The grandmother noticed how thin his shoulder blades were just behind his hat because she was standing up looking down on him. "Do you ever pray?" she asked. [The Misfit] shook his head. All she saw was the black hat wiggle between his shoulder blades. "Nome," he said. (106-107)
The grandmother is the first person who turns the conversation to religious territory. This transition seems a bit out of nowhere – it's the first time religion's come up in the story – and is the first inkling we get of religion on the grandmother's part. This random introduction to religion makes the grandmother's later suggestions to pray seem superficial. Nothing else in the story has led us to think that religion is an important part of her life, and her own values have more to do with being "decent" by society's standards than with religion. It's also interesting that the grandmother is standing above The Misfit and looking down on him when she begins this conversation. It's as if she's "speaking down" to him from the perspective of her own self-righteousness.
Hiram and Bobby Lee returned from the woods and stood over the ditch, looking down at the grandmother who half sat and half lay in a puddle of blood with her legs crossed under her like a child's and her face smiling up at the cloudless sky. (137)
This last description of the grandmother does seem strangely hopeful. She's smiling, and though she's lying in a bloody heap on the ground, her legs are described as "like a child's," as if in this last moment she's regained the innocence of a child (although the two actual children in the book didn't exactly have a whole lot of that). This could suggest that the moment of grace is in fact real; the grandmother has, in some way, "resolved" her life happily. Though if you don't buy that, you could also say that she died with a faked smile on her lips.
There was nothing around her but woods. [The grandmother] wanted to tell him that he must pray. She opened and closed her mouth several times before anything came out. Finally she found herself saying, "Jesus. Jesus," meaning, Jesus will help you, but the way she was saying it, it sounded as if she might be cursing. (128)
The grandmother appears to be in a state of shock at this point, which is understandable. She has, after all, already lost her son and grandson, her daughter-in-law, June Star, and the baby. Why does she bring up the question of Jesus? Does she use religion to get The Misfit to spare her? Or is she calling to Jesus in shock, or perhaps cursing him for letting all of this happen? That "it sounded as if she might be cursing" suggests there's something inauthentic about her words, either because it's just a ploy, or because she doesn't believe what she's saying.
"Maybe He didn't raise the dead," the old lady mumbled, not knowing what she was saying and feeling so dizzy that she sank down in the ditch with her legs twisted under her. (135)
The grandmother is humbled here. She both sinks down – remember that before she was standing above The Misfit – and appears to lose her own confidence in Jesus. Is this wholly because of the trauma what's just happened to her, as in "How could God let this happen?" Or does it maybe also indicate that her faith was never that strong to begin with? At this point, ironically, The Misfit seems to have more faith than she does.

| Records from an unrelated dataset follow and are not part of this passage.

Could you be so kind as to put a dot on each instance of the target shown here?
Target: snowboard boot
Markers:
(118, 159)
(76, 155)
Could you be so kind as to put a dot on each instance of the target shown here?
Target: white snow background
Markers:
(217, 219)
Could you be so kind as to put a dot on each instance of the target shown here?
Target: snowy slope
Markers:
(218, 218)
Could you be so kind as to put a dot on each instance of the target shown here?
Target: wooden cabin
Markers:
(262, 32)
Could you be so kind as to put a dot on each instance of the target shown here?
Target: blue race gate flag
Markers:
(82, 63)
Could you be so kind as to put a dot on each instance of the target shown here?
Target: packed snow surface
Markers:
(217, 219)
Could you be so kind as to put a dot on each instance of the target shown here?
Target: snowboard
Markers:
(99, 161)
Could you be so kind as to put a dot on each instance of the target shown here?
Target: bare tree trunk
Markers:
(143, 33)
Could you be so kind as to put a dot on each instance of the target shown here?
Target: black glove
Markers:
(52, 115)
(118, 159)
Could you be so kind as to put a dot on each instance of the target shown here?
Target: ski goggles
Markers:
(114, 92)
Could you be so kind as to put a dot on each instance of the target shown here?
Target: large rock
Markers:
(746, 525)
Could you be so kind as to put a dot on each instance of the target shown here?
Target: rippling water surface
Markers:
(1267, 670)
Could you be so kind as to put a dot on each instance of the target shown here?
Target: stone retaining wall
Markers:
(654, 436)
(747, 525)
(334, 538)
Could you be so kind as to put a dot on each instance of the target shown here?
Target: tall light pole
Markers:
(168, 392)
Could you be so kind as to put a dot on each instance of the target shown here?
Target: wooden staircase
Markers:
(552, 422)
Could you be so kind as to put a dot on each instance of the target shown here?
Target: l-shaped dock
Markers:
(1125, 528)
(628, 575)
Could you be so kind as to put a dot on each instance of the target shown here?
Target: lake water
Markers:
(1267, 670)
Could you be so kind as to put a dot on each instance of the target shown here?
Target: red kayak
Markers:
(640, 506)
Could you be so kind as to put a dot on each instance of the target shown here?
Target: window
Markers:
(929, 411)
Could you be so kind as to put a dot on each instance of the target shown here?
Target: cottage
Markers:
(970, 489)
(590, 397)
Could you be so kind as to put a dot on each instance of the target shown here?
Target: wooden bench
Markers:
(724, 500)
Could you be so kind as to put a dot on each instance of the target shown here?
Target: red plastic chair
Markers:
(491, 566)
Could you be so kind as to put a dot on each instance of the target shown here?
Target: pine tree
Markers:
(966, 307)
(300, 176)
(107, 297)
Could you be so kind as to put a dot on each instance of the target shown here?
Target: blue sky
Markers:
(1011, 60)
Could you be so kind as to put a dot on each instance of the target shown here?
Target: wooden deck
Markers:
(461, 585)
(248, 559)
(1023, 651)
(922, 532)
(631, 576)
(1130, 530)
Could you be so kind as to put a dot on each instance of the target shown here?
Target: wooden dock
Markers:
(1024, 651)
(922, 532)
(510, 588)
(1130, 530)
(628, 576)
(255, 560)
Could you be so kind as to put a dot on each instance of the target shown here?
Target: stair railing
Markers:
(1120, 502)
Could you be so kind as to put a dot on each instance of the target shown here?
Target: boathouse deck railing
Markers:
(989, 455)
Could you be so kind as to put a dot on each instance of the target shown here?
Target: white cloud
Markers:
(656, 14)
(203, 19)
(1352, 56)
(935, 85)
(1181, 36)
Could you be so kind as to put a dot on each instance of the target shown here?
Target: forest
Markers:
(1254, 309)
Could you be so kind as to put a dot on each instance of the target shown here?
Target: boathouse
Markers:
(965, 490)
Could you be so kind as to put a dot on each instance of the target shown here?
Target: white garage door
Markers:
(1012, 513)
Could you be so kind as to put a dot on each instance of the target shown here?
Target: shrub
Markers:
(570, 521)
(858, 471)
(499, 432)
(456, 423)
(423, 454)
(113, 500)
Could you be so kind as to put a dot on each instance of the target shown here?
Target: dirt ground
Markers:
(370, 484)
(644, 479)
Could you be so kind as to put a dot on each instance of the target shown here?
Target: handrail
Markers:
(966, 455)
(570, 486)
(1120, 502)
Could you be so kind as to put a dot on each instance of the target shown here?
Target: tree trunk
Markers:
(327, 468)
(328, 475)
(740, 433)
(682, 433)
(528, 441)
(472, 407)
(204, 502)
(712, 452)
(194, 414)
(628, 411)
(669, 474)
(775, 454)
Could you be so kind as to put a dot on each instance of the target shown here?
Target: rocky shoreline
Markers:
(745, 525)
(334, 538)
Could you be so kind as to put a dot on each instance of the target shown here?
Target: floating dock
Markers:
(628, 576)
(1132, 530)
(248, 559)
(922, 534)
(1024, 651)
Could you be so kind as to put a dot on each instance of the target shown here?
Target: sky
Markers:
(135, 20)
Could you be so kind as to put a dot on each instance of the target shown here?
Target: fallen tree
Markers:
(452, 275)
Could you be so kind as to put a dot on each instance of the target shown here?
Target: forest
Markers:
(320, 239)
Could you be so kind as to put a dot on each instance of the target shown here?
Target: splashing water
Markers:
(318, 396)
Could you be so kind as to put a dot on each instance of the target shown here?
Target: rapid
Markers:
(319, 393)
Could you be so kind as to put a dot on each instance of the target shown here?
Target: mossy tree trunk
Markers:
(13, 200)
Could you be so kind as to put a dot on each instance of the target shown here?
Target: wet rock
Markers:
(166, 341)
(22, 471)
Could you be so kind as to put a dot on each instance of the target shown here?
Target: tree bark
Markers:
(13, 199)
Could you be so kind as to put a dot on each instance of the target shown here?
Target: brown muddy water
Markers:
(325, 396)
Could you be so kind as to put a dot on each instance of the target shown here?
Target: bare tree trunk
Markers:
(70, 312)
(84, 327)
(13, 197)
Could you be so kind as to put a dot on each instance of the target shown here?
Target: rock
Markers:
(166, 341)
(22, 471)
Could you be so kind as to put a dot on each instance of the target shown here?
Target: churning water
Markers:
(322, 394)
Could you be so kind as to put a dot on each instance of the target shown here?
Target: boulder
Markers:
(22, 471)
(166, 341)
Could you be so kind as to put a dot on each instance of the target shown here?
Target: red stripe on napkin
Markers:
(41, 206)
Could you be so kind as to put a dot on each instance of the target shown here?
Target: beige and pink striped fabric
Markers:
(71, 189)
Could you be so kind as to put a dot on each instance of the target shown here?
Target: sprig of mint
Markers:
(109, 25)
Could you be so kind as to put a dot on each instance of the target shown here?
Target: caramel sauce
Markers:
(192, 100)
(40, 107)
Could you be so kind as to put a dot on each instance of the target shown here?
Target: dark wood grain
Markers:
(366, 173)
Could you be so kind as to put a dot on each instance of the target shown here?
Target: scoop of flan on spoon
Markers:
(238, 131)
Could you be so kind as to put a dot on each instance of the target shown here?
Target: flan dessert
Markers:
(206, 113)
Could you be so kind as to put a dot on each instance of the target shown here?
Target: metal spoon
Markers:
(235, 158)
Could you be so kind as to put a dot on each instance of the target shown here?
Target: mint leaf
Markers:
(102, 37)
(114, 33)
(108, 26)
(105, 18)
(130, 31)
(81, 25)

"If you would pray," the old lady said, "Jesus would help you."
"That's right," The Misfit said.
"Well then, why don't you pray?" she asked trembling with delight suddenly.
"I don't want no hep," he said. "I'm doing all right by myself." (120-121)
The grandmother attempts to convince The Misfit to pray, presumably in the hopes that he'll spare her. She probably "trembles with delight" because his apparent agreement that Jesus would help him gives her hope that she can win out in the end. The Misfit doesn't pray, because he doesn't want any help. What's interesting about this claim is that it goes against many of the other things he says. At moments The Misfit seems to be content with his life of "meanness." At others, however, it seems like he wants something else, or is genuinely dissatisfied with his life and with the way he is.